Out of Touch in Snowy Alaska

December 5, 2019

This post is being written with 15” or so of snow in Anchorage, thanks to a typical Alaskan December squall.  The temperature is a ‘balmy’ 15 degrees, and more snow is in the forecast for the next couple of days.  Just pointing this out to set the stage for what is – up until now – the most ridiculous email sent from the eco-extremist movement in Alaska this year.

On Monday (after the first 6” or so of snow had fallen), the Alaska Center (For the Environment) sent out an email, written by its Executive Director, Polly Carr. It opened with the following: “I drove my daughter to school one November morning, in the dark and pouring rain. My heart sank while holiday music played on the radio, and my windshield wipers squeaked back and forth.”

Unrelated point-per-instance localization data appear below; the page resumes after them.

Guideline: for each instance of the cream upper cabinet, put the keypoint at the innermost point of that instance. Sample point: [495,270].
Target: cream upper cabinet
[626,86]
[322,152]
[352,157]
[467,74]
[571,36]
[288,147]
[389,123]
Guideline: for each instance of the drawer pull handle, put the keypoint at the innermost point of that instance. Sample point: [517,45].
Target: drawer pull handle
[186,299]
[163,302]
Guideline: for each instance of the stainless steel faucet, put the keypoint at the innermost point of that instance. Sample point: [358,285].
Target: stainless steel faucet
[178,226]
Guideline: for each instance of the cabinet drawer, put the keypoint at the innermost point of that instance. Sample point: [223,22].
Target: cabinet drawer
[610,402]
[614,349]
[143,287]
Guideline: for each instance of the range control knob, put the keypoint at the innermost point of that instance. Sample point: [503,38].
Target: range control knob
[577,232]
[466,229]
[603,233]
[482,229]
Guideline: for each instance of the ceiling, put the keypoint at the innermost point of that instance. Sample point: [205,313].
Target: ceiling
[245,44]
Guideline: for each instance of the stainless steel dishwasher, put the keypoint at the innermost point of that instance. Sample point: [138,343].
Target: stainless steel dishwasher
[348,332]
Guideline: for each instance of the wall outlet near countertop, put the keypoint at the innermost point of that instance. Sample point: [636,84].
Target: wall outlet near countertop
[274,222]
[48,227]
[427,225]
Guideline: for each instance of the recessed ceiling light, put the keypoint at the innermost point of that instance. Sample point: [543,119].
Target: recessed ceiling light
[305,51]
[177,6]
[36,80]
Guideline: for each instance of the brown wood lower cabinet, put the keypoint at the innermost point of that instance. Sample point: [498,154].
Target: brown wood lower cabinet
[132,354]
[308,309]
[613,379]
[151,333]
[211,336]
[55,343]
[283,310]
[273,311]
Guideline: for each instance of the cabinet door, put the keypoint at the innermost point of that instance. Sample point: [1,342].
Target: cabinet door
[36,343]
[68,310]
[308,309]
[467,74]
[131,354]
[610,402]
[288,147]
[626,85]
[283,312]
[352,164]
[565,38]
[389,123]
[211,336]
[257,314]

Noting that Alaskan children “pine for the snow they grew up in”, it emotionally dredged through the “dread” Alaskans feel about our state’s weather patterns, the climate ‘crisis’ and the changes in various animals, fish and the like.  Paragraph after paragraph was spent glowingly on the work the organization had done in 2019, and how they hoped to engage in 2020, before asking for a donation (of course!) to help them with their work.

The Alaska Center (For the Environment) has long been out of touch with the majority of Alaskans’ values and principles. They conveniently forget that most Alaskans understand there is a continued need for responsible resource development, as the vast majority of our state’s economy is driven by extractive industries. The organization – along with other radicalized organizations across the state – refuses to accept that fact, and fights against our economic drivers daily.

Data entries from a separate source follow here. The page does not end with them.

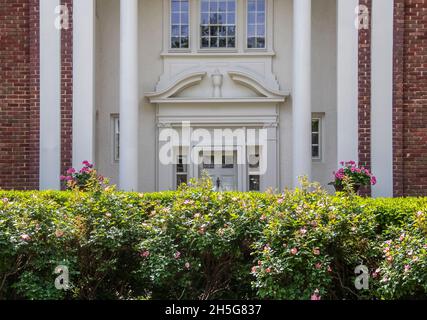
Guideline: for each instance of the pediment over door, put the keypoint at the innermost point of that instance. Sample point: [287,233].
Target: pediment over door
[217,85]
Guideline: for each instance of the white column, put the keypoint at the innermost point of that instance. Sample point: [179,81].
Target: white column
[129,96]
[347,81]
[382,97]
[83,82]
[302,90]
[50,97]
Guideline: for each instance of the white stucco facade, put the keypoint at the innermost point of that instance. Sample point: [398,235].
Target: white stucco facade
[124,67]
[257,89]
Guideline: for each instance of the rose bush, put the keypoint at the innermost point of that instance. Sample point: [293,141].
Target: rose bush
[353,174]
[198,244]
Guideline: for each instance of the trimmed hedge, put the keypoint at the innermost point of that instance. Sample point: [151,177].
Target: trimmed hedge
[199,244]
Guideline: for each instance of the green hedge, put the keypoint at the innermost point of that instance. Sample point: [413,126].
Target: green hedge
[199,244]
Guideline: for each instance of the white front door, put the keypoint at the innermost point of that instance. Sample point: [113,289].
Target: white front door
[221,167]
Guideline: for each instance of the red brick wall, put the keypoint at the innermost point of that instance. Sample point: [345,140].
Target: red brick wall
[365,95]
[410,98]
[67,91]
[18,94]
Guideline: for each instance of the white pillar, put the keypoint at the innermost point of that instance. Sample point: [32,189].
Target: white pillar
[302,90]
[382,97]
[347,81]
[129,96]
[83,82]
[50,97]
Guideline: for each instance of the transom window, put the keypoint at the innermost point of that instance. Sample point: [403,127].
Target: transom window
[218,24]
[180,24]
[256,24]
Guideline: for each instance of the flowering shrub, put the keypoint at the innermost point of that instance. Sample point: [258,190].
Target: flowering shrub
[85,179]
[354,174]
[402,273]
[200,244]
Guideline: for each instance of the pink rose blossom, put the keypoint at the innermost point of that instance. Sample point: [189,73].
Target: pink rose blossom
[316,296]
[145,254]
[25,237]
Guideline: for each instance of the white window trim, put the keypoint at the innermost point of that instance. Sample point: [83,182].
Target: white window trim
[266,4]
[269,28]
[321,118]
[199,36]
[115,121]
[241,37]
[167,4]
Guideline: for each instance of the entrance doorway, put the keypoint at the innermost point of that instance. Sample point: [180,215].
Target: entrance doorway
[221,167]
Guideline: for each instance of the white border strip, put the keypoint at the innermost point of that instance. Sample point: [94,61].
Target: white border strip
[50,97]
[382,97]
[347,81]
[83,82]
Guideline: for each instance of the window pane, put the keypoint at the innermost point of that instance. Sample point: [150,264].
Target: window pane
[254,183]
[256,24]
[315,138]
[175,5]
[218,21]
[181,179]
[315,151]
[179,24]
[315,126]
[175,31]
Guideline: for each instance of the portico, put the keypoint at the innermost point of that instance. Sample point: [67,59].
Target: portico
[128,64]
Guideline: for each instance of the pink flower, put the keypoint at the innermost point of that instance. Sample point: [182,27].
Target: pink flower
[316,295]
[25,237]
[87,164]
[59,233]
[145,254]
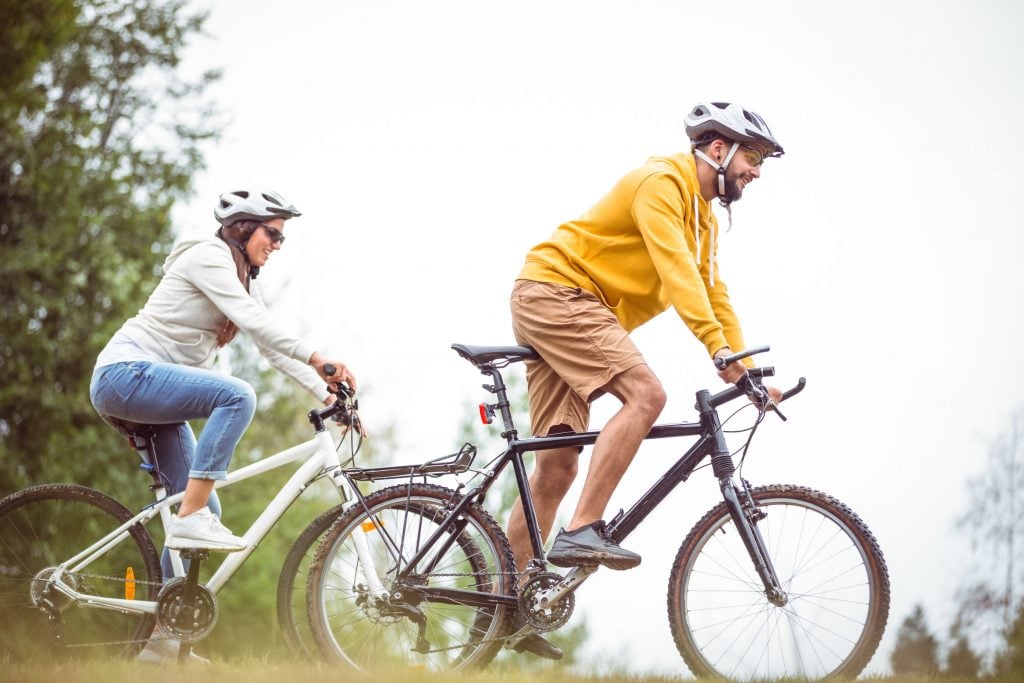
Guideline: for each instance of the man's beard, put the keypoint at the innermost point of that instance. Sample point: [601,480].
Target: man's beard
[733,190]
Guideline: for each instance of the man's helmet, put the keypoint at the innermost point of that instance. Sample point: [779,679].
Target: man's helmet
[733,122]
[253,205]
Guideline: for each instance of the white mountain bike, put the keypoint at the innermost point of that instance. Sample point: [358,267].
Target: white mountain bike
[78,569]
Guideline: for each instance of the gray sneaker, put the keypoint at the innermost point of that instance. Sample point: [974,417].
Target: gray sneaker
[589,545]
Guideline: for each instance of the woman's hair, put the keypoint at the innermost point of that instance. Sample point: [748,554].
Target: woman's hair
[237,236]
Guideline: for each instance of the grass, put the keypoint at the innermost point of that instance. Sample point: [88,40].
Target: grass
[254,670]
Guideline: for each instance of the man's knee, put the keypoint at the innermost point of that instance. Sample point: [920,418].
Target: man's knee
[555,471]
[640,388]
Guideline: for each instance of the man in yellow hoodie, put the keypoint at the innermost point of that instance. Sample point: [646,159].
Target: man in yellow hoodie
[648,245]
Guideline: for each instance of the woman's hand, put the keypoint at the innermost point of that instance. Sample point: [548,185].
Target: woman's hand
[341,372]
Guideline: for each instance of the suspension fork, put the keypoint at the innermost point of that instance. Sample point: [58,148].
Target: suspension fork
[739,504]
[745,516]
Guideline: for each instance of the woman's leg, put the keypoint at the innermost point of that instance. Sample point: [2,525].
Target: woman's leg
[169,394]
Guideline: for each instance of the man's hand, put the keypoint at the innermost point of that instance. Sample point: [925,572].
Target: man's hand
[734,371]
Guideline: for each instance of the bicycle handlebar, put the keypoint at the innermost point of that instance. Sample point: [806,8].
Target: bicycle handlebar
[750,384]
[726,359]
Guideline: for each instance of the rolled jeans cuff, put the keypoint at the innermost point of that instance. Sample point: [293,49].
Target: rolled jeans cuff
[216,475]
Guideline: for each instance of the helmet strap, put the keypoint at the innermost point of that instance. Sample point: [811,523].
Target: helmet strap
[720,168]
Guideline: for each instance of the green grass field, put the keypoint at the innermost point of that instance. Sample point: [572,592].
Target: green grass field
[265,671]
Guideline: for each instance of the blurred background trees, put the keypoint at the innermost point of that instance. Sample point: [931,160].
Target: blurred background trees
[988,632]
[98,138]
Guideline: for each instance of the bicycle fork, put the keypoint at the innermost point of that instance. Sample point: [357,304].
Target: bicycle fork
[745,515]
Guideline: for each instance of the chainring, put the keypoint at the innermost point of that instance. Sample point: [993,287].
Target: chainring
[545,616]
[181,622]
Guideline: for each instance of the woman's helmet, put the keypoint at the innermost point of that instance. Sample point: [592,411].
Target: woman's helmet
[733,122]
[253,205]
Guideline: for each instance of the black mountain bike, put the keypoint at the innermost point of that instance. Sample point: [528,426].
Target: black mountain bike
[774,582]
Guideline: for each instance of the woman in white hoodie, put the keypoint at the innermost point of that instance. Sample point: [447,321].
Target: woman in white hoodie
[157,369]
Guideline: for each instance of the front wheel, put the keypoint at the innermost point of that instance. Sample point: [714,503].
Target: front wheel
[828,564]
[292,585]
[451,611]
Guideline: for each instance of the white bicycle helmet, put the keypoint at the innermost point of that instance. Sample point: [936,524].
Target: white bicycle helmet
[253,205]
[733,122]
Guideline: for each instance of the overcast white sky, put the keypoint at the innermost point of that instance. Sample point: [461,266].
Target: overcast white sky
[430,144]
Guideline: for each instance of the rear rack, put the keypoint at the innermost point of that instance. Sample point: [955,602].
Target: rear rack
[455,463]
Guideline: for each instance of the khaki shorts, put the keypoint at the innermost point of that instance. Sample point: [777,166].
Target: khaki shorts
[582,347]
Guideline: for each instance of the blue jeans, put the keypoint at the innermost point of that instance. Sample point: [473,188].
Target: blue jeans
[167,395]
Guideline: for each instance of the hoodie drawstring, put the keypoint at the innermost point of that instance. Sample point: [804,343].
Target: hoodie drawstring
[696,233]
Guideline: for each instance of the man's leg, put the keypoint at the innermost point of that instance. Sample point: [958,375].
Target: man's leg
[643,398]
[586,542]
[552,476]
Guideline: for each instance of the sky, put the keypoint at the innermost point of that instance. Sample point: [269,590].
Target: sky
[430,144]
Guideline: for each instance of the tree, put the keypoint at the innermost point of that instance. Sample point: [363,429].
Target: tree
[916,649]
[995,523]
[1010,660]
[98,138]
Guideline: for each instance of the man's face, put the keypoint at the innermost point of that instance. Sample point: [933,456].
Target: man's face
[744,167]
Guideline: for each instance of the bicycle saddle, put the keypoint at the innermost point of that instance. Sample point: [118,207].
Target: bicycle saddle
[479,355]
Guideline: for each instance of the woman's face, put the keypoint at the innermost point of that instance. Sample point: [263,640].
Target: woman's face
[264,241]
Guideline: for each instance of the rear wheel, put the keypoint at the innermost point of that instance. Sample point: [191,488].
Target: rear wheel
[441,616]
[42,526]
[828,564]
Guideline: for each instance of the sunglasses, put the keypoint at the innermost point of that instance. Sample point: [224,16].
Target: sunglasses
[755,157]
[276,237]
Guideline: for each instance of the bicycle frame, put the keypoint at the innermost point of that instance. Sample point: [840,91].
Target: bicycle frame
[320,456]
[712,443]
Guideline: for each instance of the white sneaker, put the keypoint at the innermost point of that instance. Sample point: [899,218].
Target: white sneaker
[161,649]
[202,529]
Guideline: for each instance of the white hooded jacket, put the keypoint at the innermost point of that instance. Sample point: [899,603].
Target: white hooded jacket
[199,293]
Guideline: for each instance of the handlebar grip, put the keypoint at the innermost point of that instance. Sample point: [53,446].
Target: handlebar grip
[725,360]
[801,383]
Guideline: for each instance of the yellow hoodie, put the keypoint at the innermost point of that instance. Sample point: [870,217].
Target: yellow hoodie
[647,245]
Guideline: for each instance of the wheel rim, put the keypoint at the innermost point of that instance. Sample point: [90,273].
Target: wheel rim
[825,572]
[373,635]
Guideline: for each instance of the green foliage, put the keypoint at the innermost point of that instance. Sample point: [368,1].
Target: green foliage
[1010,662]
[962,662]
[98,138]
[916,649]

One exceptionally short-sighted and dismissive paragraph noted that the Alaska Center (For the Environment) “…will partner with neighbors, business owners, and other organizations in making clean energy more accessible to all Alaskans…”

The Center missed one exceptionally important point in that statement, and that is their radicalized viewpoints on the need for “Green Energy” require a tremendous amount of fossil fuel and mining infrastructure to create the tools necessary for renewable energy solutions.  Wind turbines can’t be forged and battery storage can’t be improved without fossil fuel and mining resources.

While The Alaska Center (For the Environment) and other anti-development organizations vilify them, Power The Future is proud of the men and women in the energy community in Alaska, whether they work in a modern building in Anchorage, Fairbanks, Juneau or elsewhere, or whether they put their hard hats on and work in remote camps across this great state.

Alaskans should be disappointed and reject the message of organizations like the Alaska Center (for the Environment) and Cook Inletkeeper, just to name a few, who pound the drum for job-killing measures.  Alaska’s future – with energy workers leading the way – is bright.